上空を流れる大気はいきおいを増して山脈にぶつかり山を駆け上ってゆく。高度が上がると大気はみるみるうちに真っ白な霧のかたまりになった。それは盆地の上空に押し戻され、折り重なって厚い灰色の雲になる。しかしそれでも大気の流れは止まない。
そしてそれがある臨界に達した時に別の動きが始まった。零下の温度で飽和した水蒸気は、空気中の微細な塵を核に結晶を作りはじめたのである。
顕微鏡で見るならばそれらの無数の結晶は美しい幾何学美を有する対称構造を示していただろう。しかもそれらの形はいずれも異なっており一つとして同じ形のものは存在しないことも分かっただろう。
きっかけは大気の状態のわずかな変化の一押しであった。しかしそれは一度始まってしまうと止まるところを知らなかった。一瞬のうちに大気は白い結晶で満たされた。そしてそれらの結晶は自らの重みで次々と落下を始めるのであった。
最後尾の車両のデッキの扉を開けてぼくは外に出た。流れるように上の方から大気が白くなった。

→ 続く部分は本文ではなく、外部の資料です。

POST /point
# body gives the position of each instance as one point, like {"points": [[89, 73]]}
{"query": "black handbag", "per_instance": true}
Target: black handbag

最初のひとかけら。ぼくの手の甲に舞い降りた白い結晶がそのまま体温で溶けて消えた。
車両の後方に流れゆく線路を見ると、その向こうへ吸い込まれてゆくようにいつしか無数の雪が舞い散っていた。そして見わたすかぎりの荒野も次第に薄白く覆われ始めていた。
ぼくは耳をそばだてる。
はるか上方から。狂おしい風の音にかき消されそうな言葉にならない言葉。声にならない声。
(キタ)
(カエッテキタ)
ぼくは耳をそばだてる。
聞こえる。
「何をご覧になっておられるのですか」
声に振り返ると後ろに車掌が立っていた。
「ここは何もないつまらない土地ですよ」
「いや、誰かの声が」
「声?」
車掌は帽子のツバに手をやって目深にかぶりなおした。
「ああ、あれですね」
「あれ?」
「ええ。理由はよくわからないのですが、このあたりを通りかかる時に時々よくあることなのです。さあ、戻りましょう。こんなところにいてはこごえてしまいますよ」
車掌からそれ以上の説明は得られそうに無かった。
声もいつの間にか消えていた。
帰ってきた、と言っていたな。
車内に戻りながら、ぼくはふと気がついて言った。
「ここはずっとこんな荒れ地だったんですか」
「ずいぶん昔、何十年も前に集落があったという言い伝えがあります。ほとんど記録にも残されていないのですが」
ぼくは窓の外を見た。荒涼たる大地は固く冷え切っていた。そこにかつて人が住んでいたという事実があったとしてもそれはほとんど想像に難い。そこは昔から変わらず不毛の地であり今後も永久にそうあり続けるだろうとしか思われなかった。
いまや何もない空間は雪によって覆い尽くされていた。夕暮れの薄明の中で大地は白く鈍いかがやきを残していた。それはすべてを覆い隠す冷たいぬくもりだった。
(かえってきた)
ぼくは声にならない声で呟いた。
帰ってきた。雪とともに。
やがて外はすっかり暗くなった。列車は盆地を抜けてまた山間部に入っていた。もうしばらく走ると海が見えるはずだと思われた。